Un viernes a la noche me llamó:
—Cami… necesito que vengas. No quiero estar sola.
Fui corriendo. La encontré sentada en el piso del baño, abrazando una foto de su boda.
—No puedo más —me dijo—. Siento que me morí por dentro.
Me senté a su lado y le tomé la mano:
—No estás sola. Yo estoy acá y te voy a acompañar en lo que decidas.
Esa noche hablamos hasta el amanecer. Hablamos de todo: del amor, del dolor, de las expectativas que nos ponen encima solo por ser mujeres latinas. De cómo nos enseñan a aguantar y callar para no ser «la separada», «la fracasada».
Agustina decidió separarse. Fue un escándalo en la familia y entre los amigos. Muchos dejaron de hablarle; otros la criticaron por «no saber perdonar».
Pero yo vi cómo poco a poco volvió a sonreír. Consiguió trabajo en una librería del centro y empezó terapia. Los chicos se adaptaron mejor de lo que todos pensaban y Marcos terminó mudándose a otra ciudad.
Un año después de aquella llamada, Agustina me invitó a tomar mate al parque Urquiza.

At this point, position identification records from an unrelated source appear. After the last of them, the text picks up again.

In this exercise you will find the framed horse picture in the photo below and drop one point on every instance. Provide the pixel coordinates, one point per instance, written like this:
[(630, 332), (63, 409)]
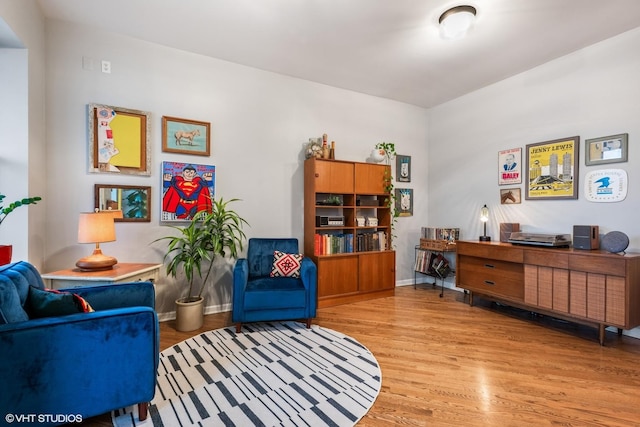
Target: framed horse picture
[(186, 136)]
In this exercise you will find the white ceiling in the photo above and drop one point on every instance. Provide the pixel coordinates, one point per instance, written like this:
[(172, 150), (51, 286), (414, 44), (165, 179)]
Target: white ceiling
[(386, 48)]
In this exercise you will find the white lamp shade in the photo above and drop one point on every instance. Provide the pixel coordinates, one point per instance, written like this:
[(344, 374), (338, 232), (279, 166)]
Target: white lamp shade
[(96, 228), (484, 214)]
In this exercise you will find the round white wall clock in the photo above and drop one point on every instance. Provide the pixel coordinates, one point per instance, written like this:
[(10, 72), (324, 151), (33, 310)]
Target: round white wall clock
[(606, 185)]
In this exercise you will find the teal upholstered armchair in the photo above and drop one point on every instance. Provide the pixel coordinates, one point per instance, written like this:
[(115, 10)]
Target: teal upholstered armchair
[(259, 297), (74, 365)]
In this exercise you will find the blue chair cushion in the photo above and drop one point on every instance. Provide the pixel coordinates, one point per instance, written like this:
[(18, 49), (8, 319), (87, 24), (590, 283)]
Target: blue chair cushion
[(11, 310), (274, 293)]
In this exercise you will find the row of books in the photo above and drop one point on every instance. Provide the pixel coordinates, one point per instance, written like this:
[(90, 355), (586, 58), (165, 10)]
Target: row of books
[(375, 241), (330, 244), (438, 233)]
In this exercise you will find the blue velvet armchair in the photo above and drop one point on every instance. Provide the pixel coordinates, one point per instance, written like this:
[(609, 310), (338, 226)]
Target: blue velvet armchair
[(61, 368), (258, 297)]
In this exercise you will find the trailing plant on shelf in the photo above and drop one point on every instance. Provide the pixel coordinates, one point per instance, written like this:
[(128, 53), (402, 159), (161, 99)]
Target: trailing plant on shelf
[(4, 212), (390, 153)]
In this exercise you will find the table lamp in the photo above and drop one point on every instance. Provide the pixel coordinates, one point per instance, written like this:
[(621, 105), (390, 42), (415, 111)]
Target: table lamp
[(484, 217), (97, 227)]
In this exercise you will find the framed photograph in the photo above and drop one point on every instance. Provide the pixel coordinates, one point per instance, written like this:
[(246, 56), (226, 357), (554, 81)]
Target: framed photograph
[(134, 201), (403, 168), (404, 201), (186, 136), (510, 196), (510, 166), (187, 188), (610, 149), (119, 140), (552, 168)]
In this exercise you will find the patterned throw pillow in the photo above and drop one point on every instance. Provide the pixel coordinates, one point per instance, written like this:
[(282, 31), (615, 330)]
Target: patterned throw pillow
[(286, 265), (49, 303)]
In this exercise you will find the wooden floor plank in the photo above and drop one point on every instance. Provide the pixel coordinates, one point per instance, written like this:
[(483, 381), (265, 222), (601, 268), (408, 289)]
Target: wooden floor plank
[(445, 363)]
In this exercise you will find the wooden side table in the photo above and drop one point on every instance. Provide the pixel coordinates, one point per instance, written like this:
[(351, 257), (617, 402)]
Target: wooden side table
[(121, 273)]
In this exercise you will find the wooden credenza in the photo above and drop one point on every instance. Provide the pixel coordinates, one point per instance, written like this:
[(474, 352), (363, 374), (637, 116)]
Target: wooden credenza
[(591, 287)]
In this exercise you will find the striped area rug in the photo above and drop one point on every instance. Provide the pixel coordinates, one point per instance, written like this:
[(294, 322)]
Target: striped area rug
[(272, 374)]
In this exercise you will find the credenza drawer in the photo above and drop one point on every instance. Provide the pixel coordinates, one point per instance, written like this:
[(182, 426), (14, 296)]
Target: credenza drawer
[(491, 251), (493, 277)]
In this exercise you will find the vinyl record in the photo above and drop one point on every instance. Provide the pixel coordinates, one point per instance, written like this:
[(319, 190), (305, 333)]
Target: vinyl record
[(615, 241)]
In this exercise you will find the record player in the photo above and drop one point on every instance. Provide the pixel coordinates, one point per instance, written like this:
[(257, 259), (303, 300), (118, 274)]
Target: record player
[(535, 239)]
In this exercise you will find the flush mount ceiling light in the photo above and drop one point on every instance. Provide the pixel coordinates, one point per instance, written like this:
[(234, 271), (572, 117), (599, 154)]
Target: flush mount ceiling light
[(455, 22)]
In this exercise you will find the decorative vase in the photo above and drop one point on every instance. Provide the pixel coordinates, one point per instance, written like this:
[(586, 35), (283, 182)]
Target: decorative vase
[(189, 314), (378, 155), (5, 254)]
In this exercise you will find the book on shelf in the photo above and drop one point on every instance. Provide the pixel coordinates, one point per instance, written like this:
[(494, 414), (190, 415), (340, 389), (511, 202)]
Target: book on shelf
[(371, 241), (330, 244), (440, 233)]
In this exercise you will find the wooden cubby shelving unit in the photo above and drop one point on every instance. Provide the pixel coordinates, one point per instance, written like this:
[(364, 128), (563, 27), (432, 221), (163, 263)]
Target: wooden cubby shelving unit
[(365, 272)]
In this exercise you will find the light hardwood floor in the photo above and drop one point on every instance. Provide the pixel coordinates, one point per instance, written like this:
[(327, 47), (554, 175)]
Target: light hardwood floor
[(445, 363)]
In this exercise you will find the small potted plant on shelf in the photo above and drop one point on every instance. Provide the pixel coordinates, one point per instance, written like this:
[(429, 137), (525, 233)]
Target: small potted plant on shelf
[(6, 250), (207, 236)]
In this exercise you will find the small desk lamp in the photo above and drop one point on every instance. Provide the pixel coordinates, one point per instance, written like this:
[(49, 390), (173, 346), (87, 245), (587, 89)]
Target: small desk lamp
[(97, 227), (484, 217)]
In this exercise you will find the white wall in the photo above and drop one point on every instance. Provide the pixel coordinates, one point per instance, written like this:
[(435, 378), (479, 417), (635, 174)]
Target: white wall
[(22, 146), (259, 123), (591, 93)]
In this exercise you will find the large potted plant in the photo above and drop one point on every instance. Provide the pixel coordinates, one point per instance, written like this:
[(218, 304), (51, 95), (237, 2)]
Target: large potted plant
[(6, 250), (193, 251)]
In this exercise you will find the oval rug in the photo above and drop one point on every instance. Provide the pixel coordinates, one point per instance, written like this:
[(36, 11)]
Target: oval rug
[(272, 374)]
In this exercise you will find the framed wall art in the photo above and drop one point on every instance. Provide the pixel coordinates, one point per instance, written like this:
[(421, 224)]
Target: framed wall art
[(119, 140), (403, 168), (510, 196), (510, 166), (187, 188), (552, 169), (609, 149), (134, 201), (186, 136), (404, 201)]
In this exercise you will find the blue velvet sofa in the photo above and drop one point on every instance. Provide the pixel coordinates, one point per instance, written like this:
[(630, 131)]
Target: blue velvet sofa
[(64, 368), (258, 297)]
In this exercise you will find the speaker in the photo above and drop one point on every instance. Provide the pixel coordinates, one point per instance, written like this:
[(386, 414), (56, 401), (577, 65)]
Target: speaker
[(615, 241), (506, 228), (586, 237)]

La vi llegar con el pelo suelto y una sonrisa nueva:
—Gracias por no soltarme nunca —me dijo—. Sin vos no sé si hubiera podido salir de ese pozo.
La abracé fuerte y sentí orgullo por ella y por todas las mujeres que se animan a romper el silencio y elegir su propia felicidad por encima del qué dirán.
A veces me pregunto: ¿cuántas Agustinas siguen callando por miedo al juicio ajeno? ¿Cuándo vamos a dejar de juzgar y empezar a acompañar?